Weiterführende Lektüre: Rostfreie Stahlsorten

Die Schwefelsäureleitung in einer Düngemittelfabrik verbindet den Auslass (0,82 MPa) der Schwefelsäurepumpe mit dem Reaktor.

Die Pumpe hat eine Fördermenge von 14 m3/h, eine Förderhöhe von 63 m, eine Schwefelsäurekonzentration von 93,5% und arbeitet bei Normaltemperatur.

Die Rohrleitung wurde 2016 ausgetauscht, aber nach zwei Jahren Betrieb kam es zu Flüssigkeitsleckagen an der Schweißnaht des Druckrohrs am Ein- und Auslass der Pumpe sowie am Hochhalsflansch an der Schnittstelle zum Manometer.

Bei der Reinigung und Eindringprüfung der Rohrwand wurden Risse entdeckt (siehe Abb. 1).

Ausgehend von den Originaldaten besteht das Stahlrohr aus Rostfreier Stahl 304hat einen Durchmesser von DN50 und eine Wandstärke von 3,5 mm.

Nach dem Schweißen wurde ein Penetrationstest durchgeführt, der ein zufriedenstellendes Ergebnis erbrachte.

Nach dem Aufschneiden und der Entnahme von Proben aus dem Stahlrohr wurde festgestellt, dass das Sickerwasser im Bereich der Schweißnaht liegt, wo Risse gefunden wurden.

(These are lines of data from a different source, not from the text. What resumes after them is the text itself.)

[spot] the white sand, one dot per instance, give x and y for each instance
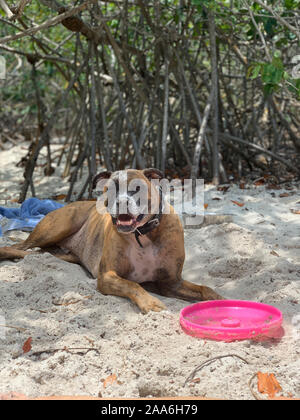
(58, 305)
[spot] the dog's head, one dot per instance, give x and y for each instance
(130, 196)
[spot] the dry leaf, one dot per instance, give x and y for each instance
(27, 345)
(259, 181)
(267, 384)
(224, 188)
(109, 380)
(59, 197)
(238, 203)
(273, 187)
(274, 253)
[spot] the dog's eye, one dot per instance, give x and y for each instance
(130, 193)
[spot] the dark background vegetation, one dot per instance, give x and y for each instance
(196, 88)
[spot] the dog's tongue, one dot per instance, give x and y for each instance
(125, 219)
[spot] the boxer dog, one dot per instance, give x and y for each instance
(130, 254)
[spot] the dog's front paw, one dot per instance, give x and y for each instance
(151, 304)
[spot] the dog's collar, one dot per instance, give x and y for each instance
(152, 223)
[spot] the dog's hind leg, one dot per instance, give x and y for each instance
(56, 226)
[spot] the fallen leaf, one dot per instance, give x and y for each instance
(238, 203)
(274, 253)
(59, 197)
(27, 345)
(267, 384)
(224, 188)
(259, 181)
(109, 380)
(273, 187)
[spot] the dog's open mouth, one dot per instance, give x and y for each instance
(127, 222)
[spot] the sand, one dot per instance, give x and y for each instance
(84, 343)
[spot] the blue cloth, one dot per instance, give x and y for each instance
(28, 215)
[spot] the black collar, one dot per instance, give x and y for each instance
(152, 223)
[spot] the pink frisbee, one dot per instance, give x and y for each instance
(230, 320)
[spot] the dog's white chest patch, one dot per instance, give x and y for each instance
(143, 263)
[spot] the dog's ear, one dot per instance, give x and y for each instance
(101, 175)
(153, 173)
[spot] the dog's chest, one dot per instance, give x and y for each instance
(143, 263)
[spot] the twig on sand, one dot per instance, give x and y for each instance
(251, 388)
(67, 349)
(11, 326)
(208, 362)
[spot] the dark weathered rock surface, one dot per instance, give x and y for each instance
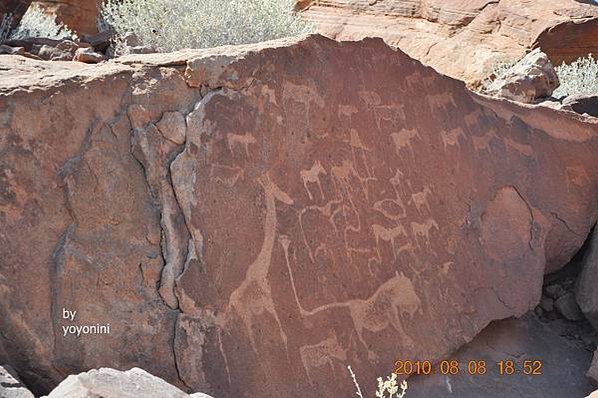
(13, 9)
(582, 103)
(79, 15)
(586, 289)
(324, 204)
(563, 365)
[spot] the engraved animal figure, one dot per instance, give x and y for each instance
(451, 138)
(254, 296)
(420, 199)
(388, 235)
(313, 176)
(324, 353)
(483, 143)
(240, 139)
(403, 139)
(423, 230)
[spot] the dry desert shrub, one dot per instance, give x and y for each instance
(169, 25)
(388, 386)
(579, 77)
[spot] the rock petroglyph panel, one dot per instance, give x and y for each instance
(265, 217)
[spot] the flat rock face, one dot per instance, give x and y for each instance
(331, 204)
(464, 39)
(11, 386)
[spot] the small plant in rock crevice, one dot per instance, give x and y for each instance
(169, 25)
(388, 388)
(579, 77)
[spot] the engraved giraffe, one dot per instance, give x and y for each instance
(394, 300)
(313, 176)
(254, 296)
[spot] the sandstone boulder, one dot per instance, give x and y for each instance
(582, 104)
(464, 39)
(332, 204)
(111, 383)
(529, 80)
(13, 11)
(586, 291)
(48, 49)
(79, 15)
(88, 56)
(11, 386)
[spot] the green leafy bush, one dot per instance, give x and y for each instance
(168, 25)
(36, 23)
(579, 77)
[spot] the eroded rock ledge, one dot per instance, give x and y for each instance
(252, 219)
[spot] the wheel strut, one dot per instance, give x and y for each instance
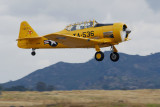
(33, 53)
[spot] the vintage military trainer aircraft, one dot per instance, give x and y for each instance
(88, 34)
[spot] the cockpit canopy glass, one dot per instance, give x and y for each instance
(82, 25)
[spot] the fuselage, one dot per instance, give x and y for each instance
(100, 31)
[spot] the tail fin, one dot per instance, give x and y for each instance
(26, 31)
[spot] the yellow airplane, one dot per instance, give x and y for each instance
(88, 34)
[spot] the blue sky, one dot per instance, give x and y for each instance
(48, 16)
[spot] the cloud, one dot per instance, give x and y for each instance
(48, 16)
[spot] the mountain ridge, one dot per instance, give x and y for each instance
(130, 72)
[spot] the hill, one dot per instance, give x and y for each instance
(130, 72)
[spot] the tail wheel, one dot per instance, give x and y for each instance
(114, 56)
(99, 56)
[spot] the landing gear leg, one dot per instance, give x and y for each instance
(114, 56)
(33, 53)
(99, 56)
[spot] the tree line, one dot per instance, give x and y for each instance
(40, 86)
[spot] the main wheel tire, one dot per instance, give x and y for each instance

Abb. 1 Rissposition und Morphologie eines Schwefelsäurerohrs

Um die Ursache der Korrosionsrisse zu ermitteln und die Gefahr eines erneuten Auftretens zu verhindern, werden in diesem Artikel die chemische Zusammensetzung, das metallographische Mikroskop und das Rasterelektronenmikroskop des beschädigten Edelstahlrohrs analysiert. Auf diese Weise können wir die Ursache des Ausfalls ermitteln und wirksame Präventivmaßnahmen vorschlagen.

1. Prüfverfahren

(1) Analyse der chemischen Zusammensetzung

Das direkt ablesbare Spektrometer ARL-4460 wird eingesetzt, um die chemische Zusammensetzung des Grundmetalls und der Schweißnaht des Edelstahlrohrs zu ermitteln, um festzustellen, ob sie den Normanforderungen entsprechen.

(2) Metallographische mikroskopische Analyse

Schneiden Sie bitte eine Probe von der Flüssigkeitseindringstelle ab, wie in Abbildung 1c dargestellt. Die Probe sollte den Grundwerkstoff, die Schweißnaht und die Wärmeeinflusszone umfassen. Führen Sie anschließend Vorschleifen, Grobschleifen, Feinschleifen und Polieren an der Probe durch.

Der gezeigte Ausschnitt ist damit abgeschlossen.